Explainer : Sebi eased norms for pre-IPO shareholding lock-in period

Further, in case the majority of the issue proceeds excluding the portion of offer for sale (OFS) is proposed to be utilized for capital expenditure, then the promoter pre – IPO shareholding lock-in period shall be 3 years from the date of allotment in the IPO. This proposal will also be welcomed by issuer companies which are already funded by Alternative Investment Fund (AIF) of Category I or II or a Foreign Venture Capital Investor (FVCI), private equity firms who earlier were not having the exit or liquidation option before one year. Now they have option to liquidate their holdings after six months from the date of their acquisition. PayTM, Policybazaar, Nykaa, Mobikwik are coming up with their IPOs on the perfect time as their existing investors will now have the opportunity to get liquidated with this exit route after 6 months from the date of allotment to public in the IPO. Sebi has resolved regulatory hurdles, provide investment flexibility and streamline regulatory processes in the interest of all categories of Investors. In last 3 months, stock market is experiencing record subscriptions on the back of influx of investors. The current phase of security market is also attracting the retail Investors and their participation in the IPOs as compared to last few years.

The Capital market regulator Sebi came out with the exciting amendment in lock in period rules. this is often a welcome move of Sebi at perfect time for the businesses looking to list on the stock market .

The markets regulator has made it easier for companies to launch initial public offers (IPOs). Also it are often presumed that the Sebi has undertaken the varied measures to spice up up the economy slowdown thanks to pandemic.

Generally, during lock-in period promoters & investors cannot liquidate the pre-IPO securities held by them. Hence, investors weren’t ready to unlock the worth of their funds by liquidating on the stock market for the longer period. To ease out this issue, now Sebi has reduced the lock in period for the promoters and every one the categories of investors.

Further, just in case the bulk of the difficulty proceeds excluding the portion of offer purchasable (OFS) is proposed to be utilized for cost , then the promoter pre – IPO shareholding lock-in period shall be 3 years from the date of allotment within the IPO.

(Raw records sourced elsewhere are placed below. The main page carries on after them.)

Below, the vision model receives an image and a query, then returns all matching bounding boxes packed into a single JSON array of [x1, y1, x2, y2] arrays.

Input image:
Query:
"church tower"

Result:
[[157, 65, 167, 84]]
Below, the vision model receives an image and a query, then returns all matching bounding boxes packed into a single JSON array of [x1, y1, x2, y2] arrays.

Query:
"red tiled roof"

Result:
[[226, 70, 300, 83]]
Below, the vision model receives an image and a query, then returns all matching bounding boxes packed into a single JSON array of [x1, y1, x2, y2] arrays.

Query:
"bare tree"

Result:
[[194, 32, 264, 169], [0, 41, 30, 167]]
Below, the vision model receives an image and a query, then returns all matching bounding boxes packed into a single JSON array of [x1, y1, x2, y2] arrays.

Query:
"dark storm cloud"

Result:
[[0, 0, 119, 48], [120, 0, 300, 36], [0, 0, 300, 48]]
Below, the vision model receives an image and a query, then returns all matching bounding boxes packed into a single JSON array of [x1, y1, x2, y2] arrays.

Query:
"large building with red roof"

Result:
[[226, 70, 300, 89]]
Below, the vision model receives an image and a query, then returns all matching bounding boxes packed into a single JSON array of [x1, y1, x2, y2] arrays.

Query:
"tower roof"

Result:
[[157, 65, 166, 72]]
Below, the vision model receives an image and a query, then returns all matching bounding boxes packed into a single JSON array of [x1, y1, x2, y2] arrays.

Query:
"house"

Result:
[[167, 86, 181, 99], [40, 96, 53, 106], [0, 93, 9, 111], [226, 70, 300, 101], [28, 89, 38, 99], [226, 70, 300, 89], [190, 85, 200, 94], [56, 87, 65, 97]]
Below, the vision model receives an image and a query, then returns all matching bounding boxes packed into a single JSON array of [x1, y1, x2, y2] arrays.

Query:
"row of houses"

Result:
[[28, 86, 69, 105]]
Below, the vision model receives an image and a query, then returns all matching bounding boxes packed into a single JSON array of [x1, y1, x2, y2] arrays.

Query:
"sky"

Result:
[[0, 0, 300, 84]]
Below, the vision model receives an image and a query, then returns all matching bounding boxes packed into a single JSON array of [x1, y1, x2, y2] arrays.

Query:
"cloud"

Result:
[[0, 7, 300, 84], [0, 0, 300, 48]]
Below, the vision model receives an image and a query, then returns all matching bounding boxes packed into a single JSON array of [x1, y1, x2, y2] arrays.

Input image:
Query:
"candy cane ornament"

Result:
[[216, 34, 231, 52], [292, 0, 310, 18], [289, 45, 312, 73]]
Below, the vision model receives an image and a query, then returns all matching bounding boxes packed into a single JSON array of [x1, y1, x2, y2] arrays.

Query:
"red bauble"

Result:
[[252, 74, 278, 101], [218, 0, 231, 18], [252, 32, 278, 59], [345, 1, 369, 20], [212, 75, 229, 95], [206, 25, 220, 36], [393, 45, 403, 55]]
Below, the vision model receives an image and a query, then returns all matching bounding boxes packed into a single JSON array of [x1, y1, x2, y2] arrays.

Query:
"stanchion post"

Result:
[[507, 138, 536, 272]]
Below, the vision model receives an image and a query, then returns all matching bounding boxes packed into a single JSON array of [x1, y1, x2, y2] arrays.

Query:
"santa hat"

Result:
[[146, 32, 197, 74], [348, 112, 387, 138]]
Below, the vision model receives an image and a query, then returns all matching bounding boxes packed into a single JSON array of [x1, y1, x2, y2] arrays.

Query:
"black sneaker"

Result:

This proposal also will be welcomed by issuer companies which are already funded by Alternative Investment Fund (AIF) of Category I or II or a far off risk capital Investor (FVCI), private equity firms who earlier weren’t having the exit or liquidation option before one year. Now they need choice to liquidate their holdings after six months from the date of their acquisition.

PayTM, Policybazaar, Nykaa, Mobikwik are arising with their IPOs on the right time as their existing investors will now have the chance to urge liquidated with this exit route after 6 months from the date of allotment to public within the IPO. Sebi has resolved regulatory hurdles, provide investment flexibility and streamline regulatory processes within the interest of all categories of Investors.

In last 3 months, stock exchange is experiencing record subscriptions on the rear of influx of investors.

The current phase of security market is additionally attracting the retail Investors and their participation within the IPOs as compared to previous couple of years.